In many of these impoverished households, mothers needed to work, but that by definition made them "neglectful" mothers, as they were not doing what the reformers saw as their primary job.
A father, by contrast, could not really be neglectful, because he was supposed to be working outside the home, So in a household with two working parents, child neglect was taking place, and it came to be seen as only the fault of the mother.
I had never really thought about the changing definition of abuse, and I had certainly never considered how gender played into it, so much of this book was eye opening for me.
It was also interesting to receive these little glimpses into the lives of poor Bostonians, even though as noted above we need to remember the sources of those glimpses.
Such a biased book. It is clear that the author is a historian since she went to all the effort of reading the case files from the MSPCC but I was often left wondering why she chose only Boston I know she told us but still when she herself is from Wisconsin.
Surely she could have looked at several different cities to have gotten an average of the social work in the country at the time.
The fact that she only looked at Boston if the reader is not aware of this fact makes it look like the problem of family violence and the need for social workers was overwhelming in the lateth and earlyth centuries.
I know that the author was trying to highlight the struggles of women in her book but by leaving out men from her equation so many times she has not presented the full history that she should have known as a good historian she was responsible to give her readers.
This book is not something that I would have picked up on a normal basis and by reading it proves that while I may have been a history major in college, I still do not enjoy histories about violence and the like.
Give me a good book on a King or Queen of Europe anyday and I will have it done by midnight, In this unflinching history of family violence, Linda Gordon traces policies on child abuse and neglect, wife beating, and incest fromto, Gordon begins with the socalled discovery of family violence in thes, when experts first identified it as a social rather than personal problem.

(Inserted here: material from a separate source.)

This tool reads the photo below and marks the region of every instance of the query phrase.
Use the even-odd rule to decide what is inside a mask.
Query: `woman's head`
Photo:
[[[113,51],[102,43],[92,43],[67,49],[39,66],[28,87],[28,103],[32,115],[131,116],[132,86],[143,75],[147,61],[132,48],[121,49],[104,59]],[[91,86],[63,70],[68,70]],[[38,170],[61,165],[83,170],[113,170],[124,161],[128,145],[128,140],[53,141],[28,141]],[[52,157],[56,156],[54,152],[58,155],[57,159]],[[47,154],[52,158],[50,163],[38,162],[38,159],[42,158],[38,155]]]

From there, Gordon chronicles the changing visibility of family violence as gender, family, and political ideologies shifted and the womens and civil rights movements gained strength.
Throughout, she illustrates how public perceptions of issues like marriage, poverty, alcoholism, mental illness, and responsibility worked for and against the victims of family violence, and looks at the link between family violence and larger social problems.
Powerful and moving, Heroes of Their Own Lives offers an honest understanding of a persistent problem and a realistic view of the difficulties in stopping it.
This book was very helpful for my paper on the social construction of Child Maltreatment, It explores how Boston looked at child abuse and the social control of the upper and middle class imposed on the poor, This is the way a history based on organizational records should be done, Excellent examination of family violence based on the records of a Boston children's welfare organization, Well written, compelling, and thought provoking This was interesting, but a bit old perhaps, There were some issues, such as speaking about the white Americans as "native" and I too got confused about the Freudian stuff, In some cases the author was clearly referring to the beliefs of the historical time she was researching but in some occasions it sounded a bit like the author herself was also defending those Freudian theories.
But all in all it was still and interesting read, Just keep in mind, that the book is from the's, Linda Gordon is the Florence Kelley Professor of History at New York University, She is the author of numerous books and won
the Bancroft Prize for The Great Arizona Orphan Abduction, She lives in New York, Linda Gordon is the Florence Kelley Professor of History at New York University, She is the author of numerous books and won the Bancroft Prize for The Great Arizona Orphan Abduction, She lives in New York, " sitelink.